Posted September 25, 2007

Dennis Silage honored with national teaching award for engineering education

 

Electrical and Computer Engineering’s Dennis Silage has been honored with the National Outstanding Teaching Award by the American Society for Engineering Education.



The award, which recognizes an engineering educator for excellence in outstanding classroom performance and contributions to the scholarship of teaching, was presented at ASEE’s annual conference held in Hawaii this past June.



Silage was honored for his significant pedagogical innovations in undergraduate analog and digital communications, capstone senior design and high school outreach programs.



“This is quite an honor because the award is for educators in all engineering disciplines,” said Silage, who joined Temple’s engineering faculty in 1984 and is director of the System Chip Design Laboratory in the College of Engineering. “I was being judged by my peers and I am pleased to receive this recognition.”



Silage was eligible for the national award by being chosen to receive the ASEE’s Middle Atlantic Section Distinguished Teacher Award in 2006. He was selected for the national honor from among those award winners representing ASEE’s 12 sections across the country.



At Temple, Silage, whose expertise is in digital communications systems, teaches upper-division undergraduate and graduate engineering courses. He also has developed a new curriculum that couples the traditional analytical approach with simulation for further insight and motivation, and has authored a textbook, Digital Communication Systems Using SystemVue. In addition, Silage has extended his teaching of digital communications to an outreach program for high school students.



“My philosophy as a teacher is that I am preparing students in a technical area and I have to ensure that they are ready for professional practice,” said Silage. “This award is for undergraduate education, and I am very proud that the students we educate here in Temple’s engineering programs can have a satisfying professional career or attend graduate school.”

Silage said that he enjoys the interplay with his students. “I like them to challenge me and I certainly like to challenge them.”



In addition to teaching undergraduate and graduate courses, Silage also supervises doctoral students. He currently has two, one of whom was a Temple engineering undergraduate.

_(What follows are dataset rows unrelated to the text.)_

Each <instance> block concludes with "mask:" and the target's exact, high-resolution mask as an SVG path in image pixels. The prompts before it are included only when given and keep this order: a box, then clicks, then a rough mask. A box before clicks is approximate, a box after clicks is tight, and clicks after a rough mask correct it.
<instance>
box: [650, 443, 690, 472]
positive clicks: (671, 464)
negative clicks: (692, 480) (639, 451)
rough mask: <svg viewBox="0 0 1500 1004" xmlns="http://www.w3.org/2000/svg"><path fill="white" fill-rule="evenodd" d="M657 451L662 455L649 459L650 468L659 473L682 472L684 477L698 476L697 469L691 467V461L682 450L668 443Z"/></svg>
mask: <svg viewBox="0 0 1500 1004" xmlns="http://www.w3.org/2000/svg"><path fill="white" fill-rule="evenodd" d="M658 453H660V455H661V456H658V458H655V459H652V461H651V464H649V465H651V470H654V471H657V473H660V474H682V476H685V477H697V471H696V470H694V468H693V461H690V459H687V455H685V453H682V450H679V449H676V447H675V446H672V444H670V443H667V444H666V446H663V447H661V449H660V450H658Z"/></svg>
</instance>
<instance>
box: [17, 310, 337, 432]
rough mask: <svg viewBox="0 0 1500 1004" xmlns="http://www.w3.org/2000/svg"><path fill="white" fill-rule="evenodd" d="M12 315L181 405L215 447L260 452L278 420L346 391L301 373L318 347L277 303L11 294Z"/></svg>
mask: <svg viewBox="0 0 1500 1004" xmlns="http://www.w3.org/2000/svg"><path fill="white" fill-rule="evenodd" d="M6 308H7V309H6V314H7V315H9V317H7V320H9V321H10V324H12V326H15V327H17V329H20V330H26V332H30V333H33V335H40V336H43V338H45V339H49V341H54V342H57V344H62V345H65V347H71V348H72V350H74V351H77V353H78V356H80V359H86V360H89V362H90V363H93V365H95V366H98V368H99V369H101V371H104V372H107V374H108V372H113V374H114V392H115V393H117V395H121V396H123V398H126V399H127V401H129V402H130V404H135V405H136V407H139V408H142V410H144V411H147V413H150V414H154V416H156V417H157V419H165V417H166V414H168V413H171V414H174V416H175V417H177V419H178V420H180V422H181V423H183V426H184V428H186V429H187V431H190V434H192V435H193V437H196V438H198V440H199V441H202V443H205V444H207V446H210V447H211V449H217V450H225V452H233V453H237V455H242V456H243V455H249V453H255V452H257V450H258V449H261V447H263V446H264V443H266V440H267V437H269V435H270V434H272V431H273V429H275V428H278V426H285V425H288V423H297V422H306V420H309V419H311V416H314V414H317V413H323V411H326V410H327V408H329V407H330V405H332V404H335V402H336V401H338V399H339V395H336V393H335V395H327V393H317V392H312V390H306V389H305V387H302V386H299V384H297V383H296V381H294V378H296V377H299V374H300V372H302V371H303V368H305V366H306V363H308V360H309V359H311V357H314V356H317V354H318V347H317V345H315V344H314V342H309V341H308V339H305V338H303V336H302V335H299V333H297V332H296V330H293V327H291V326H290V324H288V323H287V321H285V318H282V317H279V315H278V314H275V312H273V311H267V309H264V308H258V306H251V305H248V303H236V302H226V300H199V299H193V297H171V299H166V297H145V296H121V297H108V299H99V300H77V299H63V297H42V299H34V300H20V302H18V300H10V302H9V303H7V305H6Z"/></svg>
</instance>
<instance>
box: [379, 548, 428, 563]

“I am pleased about that,” he said. “We were able to bring him up through the undergraduate ranks and into the graduate program, where he will now likely be defending his dissertation for a Ph.D. in the spring.”



Prior to joining Temple, Silage served as assistant and associate professor of bioengineering at the School of Medicine of the University of Pennsylvania, where he contributed to research into the anatomical, neurological and metabolic control of ventilation, the assessment of clinical pulmonary mechanics and the use of computer graphics in pulmonary function testing.



At Temple, Silage assisted in the College of Engineering’s transition from an engineering technology program to an engineering program, and supervised the first M.S.E.E. candidate of the graduate program in 1988. He also served as associate chair and director of the Electrical Engineering Technology program.



“My mentor is Victor Schutz, a former chair of the electrical and computer engineering department,” said Silage. “He was instrumental in my coming to Temple and provided a role model of what it means to be an engineering teacher. Temple has played a significant part in my receiving this honor by developing a top-caliber engineering school over the past 23 years that I’ve been a part of its faculty.”